It happened again! Our Rancher 2 deployment (Local cluster and a user workload cluster) went down, and the root cause was that our three etcd nodes couldn’t talk to each other due to a network configuration issue. Unfortunately, since etcd was down, Rancher itself was down and thus the Rancher alerting system was not functional.
What strategies have you employed to keep an eye on your etcd cluster in the event that Rancher itself is down? Do you use etcdctl?
That’s always the danger of coupling yourself to the Rancher API, CLI or UI. You don’t have to do that (we certainly don’t, and mostly for this type of reason).
Hi Stefan, usually the idea is to have an external monitoring that don’t rely on the system is monitoring.
If you have any ressources external rancher, you can deploy a Prometheus that will monitor from out the cluster critical components (master hosts/etcd/network)
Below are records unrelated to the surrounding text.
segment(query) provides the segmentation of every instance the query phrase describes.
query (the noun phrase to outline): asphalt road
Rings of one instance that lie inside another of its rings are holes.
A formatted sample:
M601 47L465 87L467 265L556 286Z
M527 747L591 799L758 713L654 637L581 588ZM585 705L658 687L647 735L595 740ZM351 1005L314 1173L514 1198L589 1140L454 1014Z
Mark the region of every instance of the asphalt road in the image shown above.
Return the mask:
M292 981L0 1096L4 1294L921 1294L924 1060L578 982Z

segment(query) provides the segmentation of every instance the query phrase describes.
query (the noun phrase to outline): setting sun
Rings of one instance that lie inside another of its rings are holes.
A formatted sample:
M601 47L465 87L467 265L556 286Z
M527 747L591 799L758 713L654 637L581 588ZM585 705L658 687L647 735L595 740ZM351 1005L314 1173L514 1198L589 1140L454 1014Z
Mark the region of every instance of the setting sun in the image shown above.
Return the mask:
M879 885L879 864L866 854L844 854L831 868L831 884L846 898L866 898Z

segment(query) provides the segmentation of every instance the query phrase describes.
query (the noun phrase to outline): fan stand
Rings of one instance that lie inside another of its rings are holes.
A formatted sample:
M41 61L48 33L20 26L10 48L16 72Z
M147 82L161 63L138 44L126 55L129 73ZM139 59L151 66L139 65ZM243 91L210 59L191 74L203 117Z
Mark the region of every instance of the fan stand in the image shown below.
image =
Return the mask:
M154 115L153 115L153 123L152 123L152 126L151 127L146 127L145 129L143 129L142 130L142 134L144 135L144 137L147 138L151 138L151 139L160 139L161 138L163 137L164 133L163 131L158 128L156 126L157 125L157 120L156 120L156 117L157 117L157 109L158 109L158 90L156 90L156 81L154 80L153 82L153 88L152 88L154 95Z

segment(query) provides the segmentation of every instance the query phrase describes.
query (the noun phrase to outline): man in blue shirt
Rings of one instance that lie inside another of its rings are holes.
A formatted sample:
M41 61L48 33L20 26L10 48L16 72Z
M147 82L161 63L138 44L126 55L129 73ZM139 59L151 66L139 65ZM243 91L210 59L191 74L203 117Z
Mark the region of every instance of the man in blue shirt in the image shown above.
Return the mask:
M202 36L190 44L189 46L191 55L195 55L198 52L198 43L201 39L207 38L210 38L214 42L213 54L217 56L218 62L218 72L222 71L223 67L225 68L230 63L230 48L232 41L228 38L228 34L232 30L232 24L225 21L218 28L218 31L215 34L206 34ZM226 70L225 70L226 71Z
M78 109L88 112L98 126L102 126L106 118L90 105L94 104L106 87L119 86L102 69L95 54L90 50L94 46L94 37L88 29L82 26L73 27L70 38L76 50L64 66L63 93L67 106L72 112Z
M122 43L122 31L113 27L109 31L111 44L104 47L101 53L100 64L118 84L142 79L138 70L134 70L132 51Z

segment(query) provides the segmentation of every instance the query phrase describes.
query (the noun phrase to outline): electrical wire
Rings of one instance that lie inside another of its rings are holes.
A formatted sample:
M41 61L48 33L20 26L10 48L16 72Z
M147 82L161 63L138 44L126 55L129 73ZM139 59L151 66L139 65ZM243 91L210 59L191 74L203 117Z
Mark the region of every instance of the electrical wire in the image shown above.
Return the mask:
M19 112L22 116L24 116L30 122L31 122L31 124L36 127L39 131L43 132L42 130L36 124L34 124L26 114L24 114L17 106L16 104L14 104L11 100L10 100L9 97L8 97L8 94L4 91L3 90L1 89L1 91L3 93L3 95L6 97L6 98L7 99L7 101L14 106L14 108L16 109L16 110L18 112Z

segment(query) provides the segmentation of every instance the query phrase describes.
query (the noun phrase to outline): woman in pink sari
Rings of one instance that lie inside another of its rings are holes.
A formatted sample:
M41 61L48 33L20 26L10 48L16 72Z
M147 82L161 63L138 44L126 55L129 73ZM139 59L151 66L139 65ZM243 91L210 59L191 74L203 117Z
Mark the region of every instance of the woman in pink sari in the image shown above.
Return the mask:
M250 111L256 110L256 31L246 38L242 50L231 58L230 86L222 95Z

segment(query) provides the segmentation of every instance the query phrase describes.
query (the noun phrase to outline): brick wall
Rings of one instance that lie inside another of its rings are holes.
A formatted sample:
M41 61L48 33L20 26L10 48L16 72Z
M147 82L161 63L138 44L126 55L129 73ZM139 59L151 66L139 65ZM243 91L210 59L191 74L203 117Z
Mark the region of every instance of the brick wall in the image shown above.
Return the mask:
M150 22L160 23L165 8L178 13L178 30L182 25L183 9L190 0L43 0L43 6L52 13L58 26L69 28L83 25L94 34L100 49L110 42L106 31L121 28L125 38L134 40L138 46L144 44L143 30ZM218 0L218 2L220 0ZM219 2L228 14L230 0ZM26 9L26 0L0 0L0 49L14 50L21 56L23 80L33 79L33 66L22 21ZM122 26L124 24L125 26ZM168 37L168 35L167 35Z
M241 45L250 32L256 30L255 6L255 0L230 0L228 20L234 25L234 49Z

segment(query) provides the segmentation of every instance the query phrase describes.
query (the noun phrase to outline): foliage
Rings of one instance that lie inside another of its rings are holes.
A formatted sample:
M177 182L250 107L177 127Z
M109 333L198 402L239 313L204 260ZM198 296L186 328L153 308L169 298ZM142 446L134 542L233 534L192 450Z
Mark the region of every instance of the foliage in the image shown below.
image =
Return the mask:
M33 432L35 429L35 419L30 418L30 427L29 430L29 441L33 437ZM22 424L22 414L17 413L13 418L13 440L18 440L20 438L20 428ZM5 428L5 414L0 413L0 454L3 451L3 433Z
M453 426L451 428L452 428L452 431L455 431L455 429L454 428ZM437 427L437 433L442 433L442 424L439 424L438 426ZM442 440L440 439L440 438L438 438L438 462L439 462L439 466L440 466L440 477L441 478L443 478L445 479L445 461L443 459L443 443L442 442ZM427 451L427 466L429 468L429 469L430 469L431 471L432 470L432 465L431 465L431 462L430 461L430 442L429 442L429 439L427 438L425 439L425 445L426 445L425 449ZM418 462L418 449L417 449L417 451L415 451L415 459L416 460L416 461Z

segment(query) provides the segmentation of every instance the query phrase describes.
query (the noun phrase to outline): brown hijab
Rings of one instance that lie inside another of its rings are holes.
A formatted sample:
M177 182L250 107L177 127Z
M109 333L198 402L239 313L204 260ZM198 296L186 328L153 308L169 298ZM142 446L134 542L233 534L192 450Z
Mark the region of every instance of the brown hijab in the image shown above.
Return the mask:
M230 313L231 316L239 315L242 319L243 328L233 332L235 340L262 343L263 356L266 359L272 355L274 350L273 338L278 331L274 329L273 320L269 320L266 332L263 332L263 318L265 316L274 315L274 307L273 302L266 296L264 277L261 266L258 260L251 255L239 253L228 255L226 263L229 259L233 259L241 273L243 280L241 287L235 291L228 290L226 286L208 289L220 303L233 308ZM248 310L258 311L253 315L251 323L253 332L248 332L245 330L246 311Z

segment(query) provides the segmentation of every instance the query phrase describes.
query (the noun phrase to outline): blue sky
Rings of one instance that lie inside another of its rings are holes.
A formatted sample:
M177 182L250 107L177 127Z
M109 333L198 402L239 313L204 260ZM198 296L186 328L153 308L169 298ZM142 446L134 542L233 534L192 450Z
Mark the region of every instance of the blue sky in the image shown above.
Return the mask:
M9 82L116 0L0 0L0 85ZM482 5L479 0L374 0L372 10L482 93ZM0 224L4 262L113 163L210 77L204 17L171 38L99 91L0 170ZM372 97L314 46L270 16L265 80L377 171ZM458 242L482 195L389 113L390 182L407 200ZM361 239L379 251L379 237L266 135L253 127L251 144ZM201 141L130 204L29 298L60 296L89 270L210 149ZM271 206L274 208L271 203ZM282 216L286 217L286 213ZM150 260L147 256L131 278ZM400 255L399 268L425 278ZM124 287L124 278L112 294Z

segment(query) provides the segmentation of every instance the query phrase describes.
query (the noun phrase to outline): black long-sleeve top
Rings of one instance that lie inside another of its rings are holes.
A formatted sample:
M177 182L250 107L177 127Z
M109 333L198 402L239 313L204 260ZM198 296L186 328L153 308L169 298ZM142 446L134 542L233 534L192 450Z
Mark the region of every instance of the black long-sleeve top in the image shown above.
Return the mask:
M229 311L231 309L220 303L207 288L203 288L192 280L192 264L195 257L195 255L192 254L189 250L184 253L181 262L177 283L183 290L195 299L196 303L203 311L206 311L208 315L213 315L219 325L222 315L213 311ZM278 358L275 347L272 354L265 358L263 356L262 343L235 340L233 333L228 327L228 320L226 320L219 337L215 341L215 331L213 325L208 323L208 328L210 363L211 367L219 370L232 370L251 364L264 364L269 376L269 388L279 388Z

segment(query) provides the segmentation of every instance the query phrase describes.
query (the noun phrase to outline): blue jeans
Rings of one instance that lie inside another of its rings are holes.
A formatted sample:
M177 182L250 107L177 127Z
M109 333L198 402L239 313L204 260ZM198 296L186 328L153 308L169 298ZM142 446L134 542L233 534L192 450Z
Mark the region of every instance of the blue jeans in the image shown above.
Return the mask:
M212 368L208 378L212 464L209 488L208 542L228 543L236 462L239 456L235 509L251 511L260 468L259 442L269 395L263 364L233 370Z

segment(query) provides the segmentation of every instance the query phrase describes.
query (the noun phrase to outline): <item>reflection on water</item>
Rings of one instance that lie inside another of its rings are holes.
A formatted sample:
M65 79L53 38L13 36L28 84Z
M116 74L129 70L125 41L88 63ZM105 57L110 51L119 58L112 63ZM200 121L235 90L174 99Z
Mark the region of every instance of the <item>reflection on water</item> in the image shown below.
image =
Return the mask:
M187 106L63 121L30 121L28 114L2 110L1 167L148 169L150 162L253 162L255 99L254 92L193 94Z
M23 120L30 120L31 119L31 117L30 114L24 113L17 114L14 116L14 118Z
We use a number of tools that operate at the infrastructure level, platform and application. I work for a large corporate so much of this is predefined and I often don’t have latitude to choose alternates (there are support wrap and technical approval considerations), but that said, we use Prometheus/Grafana along with Splunk, App Dynamics and Cloud Watch. Applications share some of these and also others like Seq.
# etcdctl --endpoints https://etcd1:2379/ cluster-health
member asd123asd123as is healthy: got healthy result from https://etcd2:2379
member 0978asd098asd9 is healthy: got healthy result from https://cntest07:2379
member 345kjh345jkh34 is healthy: got healthy result from https://etcd3:2379
cluster is healthy